Aunque no conociéramos nada de la vida de Shakespeare ni de la de Cervantes, ambas igualmente misteriosas y ambiguas, leeríamos sus obras con el mismo asombro, gratitud y placer. Un día, sin embargo, sale a la luz una carta, un documento, un dato precioso e inesperado. No es legítimo que la vida interfiera en las obras de los escritores, de los pintores y artistas, y sería injusto que ese nuevo dato viniera a mermar nuestra consideración por ellas. Al contrario, lo que conocemos de esas vidas nos ayudará a entenderlas. Nos es indiferente que Cervantes fuese, por ejemplo, judío u homosexual, y que ambas cosas pudieran probarse de manera irrebatible. Si fuese así, condicionaría nuestra lectura de algunos pasajes, desde luego. ¿Esto sería bueno? Quién sabe. Quizá fuese preferible que de momento no se pudiese probar ninguno de los dos extremos: cuando la gente supiera que además de haber escrito el Quijote era judío y marica, tendrían una disculpa más para no leerle, sin contar con la desagradable propaganda que tendríamos que soportar de todos aquellos que justamente porque Cervantes perteneció a su misma logia, encontrarían irrelevante leerlo, entusiasmados por tenerlo en la facción.

Pero no siempre la revelación de un dato modifica el pasado hasta dejarlo irreconocible. Normalmente lo completa, como nacen las sombras cuando se acerca una llama.
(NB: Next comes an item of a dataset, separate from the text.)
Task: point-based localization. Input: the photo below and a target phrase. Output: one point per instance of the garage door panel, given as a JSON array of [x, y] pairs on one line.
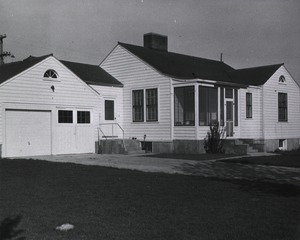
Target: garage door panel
[[28, 133]]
Viene, en un libro modesto de hace veinte años, un pequeño dato que jamás habíamos leído en ninguna otra parte. El autor, Carlos Sampelayo, un periodista exilado, rememora un momento en la vida de Antonio Machado. En realidad es de su muerte de lo que habla. Cuenta Sampelayo cómo llegó él a Colliure, desde un campo de concentración, el mismo día en que el poeta acababa de morir. Le dieron la noticia en un café de ese pueblo Zugazagoitia y Cruz Salido. Las circunstancias de esa muerte, como todo el mundo sabe, fueron penosas: el poeta y su madre acababan de entrar en el exilio por la puerta grande: viejos, sin dinero y enfermos. Los acogieron en un hotelito de ese pueblo. Al morir Machado, la madame que lo regentaba pidió que lo sacaran de allí, porque un muerto causaba enorme desprestigio al establecimiento. La convencieron de que aquel hombre era un sabio y un poeta célebre e importante y se avino de mala gana al velatorio. Luego la madre. Sin embargo, fue ella quien pidió a estos tres hombres que buscaran un hábito de San Francisco para amortajar a su hijo. Tardaron en encontrar un sayal viejo y sucio al que faltaba el cordón. Sirvió en su defecto una soga burda que prestó la madame. Lo amortajaron, cerraron la caja y pusieron por encima la bandera republicana. Es probable que haya sido la única vez en la historia que se enterró a alguien amortajado de franciscano bajo aquella bandera. Al día siguiente murió su madre y a los dos días llegó, desde otra bandera, su adorado hermano Manuel y la mujer de éste, quien, a su vez, en vida, acabaría vistiendo, ya viuda, parecido sayal.